Written by Dana Blankenhorn, Inactive

It took a while, and that delay may be telling in terms of the underlying issue, but the Free Software Foundation has finally issued a public statement on the Oracle-Google Java suit.

They side with Google.

(FSF logo from Wikimedia.)

Not that Google is entirely on the side of the angels, writes the FSF's Brett Smith.

He says they could have avoided the problem by forking IcedTea, which is covered under the GPLv2. They're still not on the side of the angels when it comes to software patents. But that Larry Ellison is one bad (shut your mouth). So the FSF statement says:

An aggressive infringement suit over software patents is a clear attack against someone's freedom to use, share, modify, and redistribute software—freedoms that everyone should always have. Oracle now seeks to take these rights away, not just from Google, but from all Android users.

Smith then calls on Google to use this case as a "come to Jesus" moment, and to defend itself by attacking the very idea of software patents as impractical and a very bad thing.

Over on the other side of the pond, long-time software patent foe Florian Mueller doesn't think joining the IcedTea party would have made any difference. Here is what he wrote to me this morning:

The idea of those GPL defenders is that the right holder (in this case Oracle in succession to Sun) of a GPL'd work can't use his patents against GPL-based forks. So in theory if Google had used Oracle/Sun's GPL'd Java code as the basis for its own virtual machine, the FSF argues it could now claim Oracle/Sun made an implicit patent grant. However, where the FSF is wrong is that this would relate to forks.

That legal strategy might have worked under GPLv3, he adds, but that license has not been accepted by the industry specifically because of that patent clause.

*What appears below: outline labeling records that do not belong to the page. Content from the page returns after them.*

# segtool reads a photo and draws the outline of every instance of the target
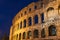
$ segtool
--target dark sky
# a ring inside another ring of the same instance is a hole
[[[37,0],[0,0],[0,36],[9,34],[13,17],[33,1]]]

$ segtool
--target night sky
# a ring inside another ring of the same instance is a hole
[[[14,16],[33,1],[37,0],[0,0],[0,36],[9,34]]]

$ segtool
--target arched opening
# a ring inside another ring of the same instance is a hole
[[[34,38],[38,38],[39,37],[38,30],[35,29],[33,35],[34,35]]]
[[[47,12],[48,12],[48,11],[52,11],[52,10],[54,10],[54,8],[53,8],[53,7],[49,7],[49,8],[47,9]]]
[[[24,33],[23,33],[23,39],[25,39],[25,37],[26,37],[26,33],[24,32]]]
[[[56,36],[56,27],[54,25],[49,26],[48,31],[49,36]]]
[[[28,31],[27,35],[28,35],[27,38],[30,39],[31,36],[32,36],[32,32],[31,31]]]
[[[22,22],[20,23],[20,29],[22,28]]]
[[[41,31],[41,37],[45,38],[45,29],[42,29],[42,31]]]
[[[28,26],[31,26],[31,25],[32,25],[32,18],[29,17],[29,18],[28,18]]]
[[[53,14],[53,15],[52,15],[52,14]],[[47,9],[47,16],[48,16],[49,18],[56,16],[53,7],[49,7],[49,8]]]
[[[24,28],[26,27],[26,20],[24,20]]]
[[[35,15],[34,16],[34,24],[37,24],[38,23],[38,15]]]
[[[19,34],[19,40],[21,40],[21,33]]]
[[[44,23],[44,13],[41,14],[41,23]]]

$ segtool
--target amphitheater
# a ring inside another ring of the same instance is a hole
[[[9,40],[60,40],[60,0],[39,0],[19,11]]]

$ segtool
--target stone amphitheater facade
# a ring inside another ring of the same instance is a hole
[[[60,40],[60,0],[39,0],[19,11],[9,40]]]

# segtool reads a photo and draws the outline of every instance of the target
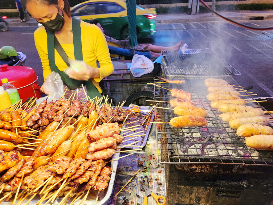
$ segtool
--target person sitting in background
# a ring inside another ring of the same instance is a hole
[[[104,35],[106,41],[110,42],[113,42],[118,44],[121,48],[130,49],[130,46],[129,45],[128,40],[118,40],[112,38],[108,36],[104,33],[103,28],[101,27],[99,21],[96,18],[90,20],[88,22],[89,23],[93,23],[96,25],[102,31]],[[178,43],[173,46],[170,47],[164,47],[153,45],[150,43],[140,43],[136,46],[136,51],[140,50],[145,50],[149,51],[154,53],[161,53],[161,51],[178,51],[180,47],[182,45],[182,40],[180,41]],[[111,53],[111,52],[110,52]],[[153,54],[152,55],[154,55]]]

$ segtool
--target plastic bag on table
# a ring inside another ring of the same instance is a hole
[[[133,57],[130,70],[134,77],[139,78],[142,75],[153,72],[153,65],[152,61],[147,57],[136,54]]]
[[[58,73],[52,72],[45,80],[43,84],[44,91],[46,93],[51,94],[47,99],[49,101],[58,100],[63,94],[63,83],[61,76]],[[56,93],[56,94],[55,94]],[[52,99],[53,96],[54,98]],[[41,97],[36,100],[36,103],[39,104],[45,100],[48,96]]]
[[[82,60],[68,59],[68,62],[70,66],[64,71],[67,75],[69,75],[72,71],[80,73],[88,69],[86,64]]]

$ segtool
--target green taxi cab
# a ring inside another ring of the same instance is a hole
[[[108,35],[119,39],[128,36],[126,3],[122,0],[91,0],[71,9],[72,16],[88,22],[96,18]],[[138,38],[153,35],[156,23],[154,8],[144,9],[136,6],[136,33]]]

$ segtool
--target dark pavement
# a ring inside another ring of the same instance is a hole
[[[239,21],[256,27],[271,26],[273,20]],[[43,83],[42,65],[35,47],[33,32],[36,26],[10,28],[0,32],[0,45],[10,45],[27,55],[25,65],[33,68]],[[189,48],[211,47],[227,62],[242,73],[234,76],[240,85],[252,85],[250,91],[257,96],[273,96],[273,31],[263,32],[246,30],[224,21],[161,23],[157,33],[139,43],[152,43],[172,46],[182,39]]]

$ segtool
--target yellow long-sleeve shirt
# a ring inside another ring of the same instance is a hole
[[[100,77],[92,79],[94,85],[99,92],[101,89],[99,83],[114,71],[114,67],[111,61],[109,50],[105,37],[100,29],[93,24],[81,21],[82,47],[84,61],[92,67],[97,68],[97,59],[100,68]],[[44,79],[47,77],[51,72],[49,67],[47,53],[47,35],[43,26],[38,28],[34,32],[35,45],[42,62]],[[73,43],[61,44],[68,57],[75,59]],[[59,69],[63,71],[67,66],[59,53],[55,49],[55,63]]]

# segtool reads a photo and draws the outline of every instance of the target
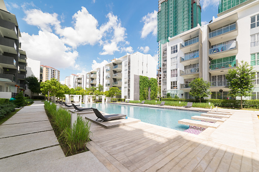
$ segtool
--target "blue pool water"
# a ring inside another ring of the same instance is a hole
[[[142,122],[161,126],[184,131],[189,126],[178,124],[178,120],[191,119],[194,115],[200,116],[200,113],[181,110],[172,110],[155,108],[147,108],[111,104],[82,104],[84,107],[97,108],[107,114],[123,114],[127,116],[140,119]]]

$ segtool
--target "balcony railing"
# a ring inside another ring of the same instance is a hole
[[[211,87],[224,87],[228,84],[226,81],[210,81]]]
[[[231,67],[236,67],[236,60],[232,61],[227,61],[221,63],[217,63],[210,65],[210,70],[217,70],[219,68],[224,68]]]
[[[181,61],[183,61],[184,60],[188,60],[189,59],[191,59],[192,58],[199,57],[199,53],[195,53],[191,54],[189,54],[185,56],[184,57],[181,57]]]
[[[188,68],[188,70],[184,70],[183,71],[180,70],[180,75],[190,74],[192,73],[197,73],[199,72],[199,67],[194,67],[192,68]]]
[[[236,29],[236,23],[231,24],[223,28],[217,29],[216,30],[213,31],[209,33],[209,38],[216,37],[223,33],[226,33],[228,31]]]
[[[223,45],[220,46],[218,46],[216,47],[214,47],[213,48],[211,48],[210,49],[209,54],[213,54],[213,53],[216,53],[219,52],[222,52],[226,50],[229,50],[232,49],[236,48],[236,42],[235,42],[233,43],[230,43],[228,44]]]
[[[199,42],[199,37],[194,38],[188,41],[185,41],[184,43],[181,44],[181,47],[183,48],[188,45],[192,45]]]

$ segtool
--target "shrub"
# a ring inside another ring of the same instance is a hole
[[[21,91],[15,97],[16,100],[14,101],[14,104],[16,106],[16,107],[24,107],[25,104],[24,97],[23,96],[23,92]]]

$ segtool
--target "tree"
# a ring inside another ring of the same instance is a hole
[[[204,97],[208,97],[211,94],[210,91],[208,91],[211,86],[210,83],[204,81],[203,78],[195,78],[193,81],[189,84],[191,88],[190,94],[195,97],[198,97],[199,102],[201,102],[200,98]]]
[[[234,96],[241,97],[241,109],[243,109],[242,96],[252,95],[253,80],[255,79],[255,71],[246,61],[241,61],[236,68],[229,70],[226,79],[228,82],[228,88],[231,89],[230,94]]]
[[[33,97],[34,93],[39,94],[41,91],[41,85],[38,81],[38,79],[33,75],[26,77],[25,83],[27,85],[27,87],[31,90],[31,95]]]
[[[25,105],[25,99],[23,96],[23,92],[21,91],[15,97],[15,100],[14,101],[14,105],[17,108],[23,107]]]

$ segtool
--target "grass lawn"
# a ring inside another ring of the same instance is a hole
[[[16,109],[13,112],[11,112],[10,114],[6,115],[5,117],[0,118],[0,125],[2,125],[4,122],[7,121],[10,118],[12,117],[14,114],[15,114],[18,111],[20,111],[20,109]]]

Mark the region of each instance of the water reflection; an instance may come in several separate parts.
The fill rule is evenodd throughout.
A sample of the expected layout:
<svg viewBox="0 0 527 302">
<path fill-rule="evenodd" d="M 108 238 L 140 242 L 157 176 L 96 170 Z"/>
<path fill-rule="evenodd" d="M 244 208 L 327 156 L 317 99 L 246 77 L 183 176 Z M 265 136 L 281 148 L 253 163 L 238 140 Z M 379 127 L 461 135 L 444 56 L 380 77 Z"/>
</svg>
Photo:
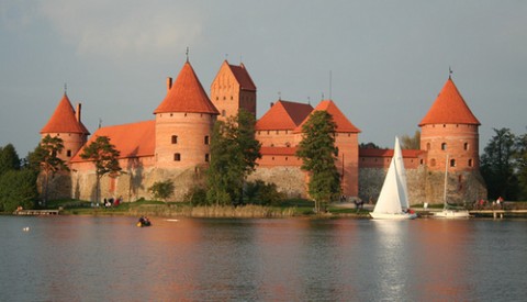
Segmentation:
<svg viewBox="0 0 527 302">
<path fill-rule="evenodd" d="M 527 222 L 0 217 L 0 300 L 518 300 Z M 30 232 L 22 228 L 30 226 Z"/>
</svg>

Patents have become strategic weapons. They were created by courts, not the Congress, and both the courts and Congress have refused to reject them since. Now that every large company has an arsenal of such patents, they're assets from which they wish to gain corporate advantage.

But the whole intent of patent, as with copyright, is to encourage the production of more and better stuff. It's not to make the heirs of inventors or writers or film actors wealthy, but to make them productive.

This should be the test. Do Oracle's software patents encourage innovation or discourage it? Would there be more innovation with the patents or without?

Patents are not a property right, and neither are copyrights. That last sentence should not be controversial, but you'd be amazed at just how revolutionary it appears to be in 2010.